Why do people get car sick?

In response to this article:

I found that the original question wasn’t answered. The article does say what triggers motion sickness but not why it occurs. Clearly your body is deciding to empty your stomach when getting conflicting information, but what’s the point? I understand that nausea due to actual sickness or poison (including alcohol) is an attempt to remove a harmful substance from your system, and that makes sense. But this seems pretty random to me. Is your body just trying to get your attention? Is it throwing a tantrum because the brain is pissing it off? I’m afraid I just don’t get it…

Disorientation/vertigo is a common symptom of poisoning, so when you feel disoriented or vertiginous, your brain interprets it as meaning that you might have been poisoned.

Doesn’t explain the awful feeling in your head, though. Nausea by itself is not nearly so bad.

I can get motion sickness with my eyes closed – it’s clearly not just eyes and ears. And there are some reasonable effective ent90emetics now as well (that don’t make you go blind).

And there is clearly a psychosomatic element as well.

Oh that’s interesting. I got it so bad as a kid which was terrible on family vacations. Around when I turned 18 I completely ceased to get it. My wife still gets it bad and she is 50.

Thanks for the answer Chronos, that makes sense. :slight_smile:

The column does say that the ears have two components, static and dynamic equilibrium. So it’s not merely eyes vs ears, but rather eyes vs ears vs ears. In some people, any two in disagreement could cause discomfort.

I’m not sure I buy that. There doesn’t need to be an evolutionary answer to everything. Disorientation and nonequilibrium are just things that make us want to puke.

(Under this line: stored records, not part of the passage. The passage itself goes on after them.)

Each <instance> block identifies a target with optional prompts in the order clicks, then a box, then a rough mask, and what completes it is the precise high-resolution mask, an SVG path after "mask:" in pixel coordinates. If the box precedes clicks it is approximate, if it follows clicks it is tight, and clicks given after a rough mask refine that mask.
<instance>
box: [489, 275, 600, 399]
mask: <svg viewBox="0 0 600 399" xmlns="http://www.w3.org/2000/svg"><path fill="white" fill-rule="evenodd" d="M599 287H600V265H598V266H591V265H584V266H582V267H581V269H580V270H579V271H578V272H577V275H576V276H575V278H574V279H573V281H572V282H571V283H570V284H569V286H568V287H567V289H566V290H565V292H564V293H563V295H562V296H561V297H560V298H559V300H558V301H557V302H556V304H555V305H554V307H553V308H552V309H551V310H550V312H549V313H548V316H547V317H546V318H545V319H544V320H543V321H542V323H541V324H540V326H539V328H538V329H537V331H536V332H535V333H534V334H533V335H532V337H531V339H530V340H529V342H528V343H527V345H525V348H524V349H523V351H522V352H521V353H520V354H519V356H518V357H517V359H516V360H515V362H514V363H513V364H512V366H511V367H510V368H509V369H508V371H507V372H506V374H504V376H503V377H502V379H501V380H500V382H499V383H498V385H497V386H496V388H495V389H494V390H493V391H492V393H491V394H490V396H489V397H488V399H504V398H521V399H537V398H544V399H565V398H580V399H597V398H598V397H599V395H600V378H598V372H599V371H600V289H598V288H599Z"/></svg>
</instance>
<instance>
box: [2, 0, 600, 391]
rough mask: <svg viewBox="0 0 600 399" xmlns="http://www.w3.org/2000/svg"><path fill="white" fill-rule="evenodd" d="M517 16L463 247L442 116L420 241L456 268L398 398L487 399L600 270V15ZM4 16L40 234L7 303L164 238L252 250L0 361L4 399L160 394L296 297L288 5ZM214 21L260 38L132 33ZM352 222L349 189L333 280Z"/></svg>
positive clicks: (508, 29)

The truth is that we don’t really know “why”.

What we do know is that when you stand on your two feet, you remain upright through a combination of your vestibular organ (sitting in the skull, behind your ear), your vision (your eyes) and stretch receptors in the tendons of some of your muscles (e.g. your Achiles’ tendons: as you lean forward with your feet on the ground, tension increases in the tendons).

What we also know is that your vestibular organ contains “hair cells”, that is cells with little, < 1-micron “hairs” that measure the movement of fluid in the vestibular organ, for instance in response to your body turning. These cells are very active; as a matter of fact they have the highest metabolic rate of any cell in the body.

What most people in the field believe is that: since these cells are very fragile and use a lot of energy, any poison in the body will first affect them. Thus, if there is a discrepancy between the left and right vestibular systems, or between your sense of vision and your sense of balance, you might have just ingested a poison.

Therefore if you are in a car, looking down and reading, your sense of vision tells you things (for instance the book you are reading) are not moving, whereas your vestibular sense tells you otherwise (it senses the car is turning). The discrepancy is interpreted in some people’s bodies as “we might just have ingested a poison, let’s chuck it out”.

This also account for the fact that most people experience “VR sickness”, i.e. motion sickness when stationary but being immersed in a “Virtual Reality” environment.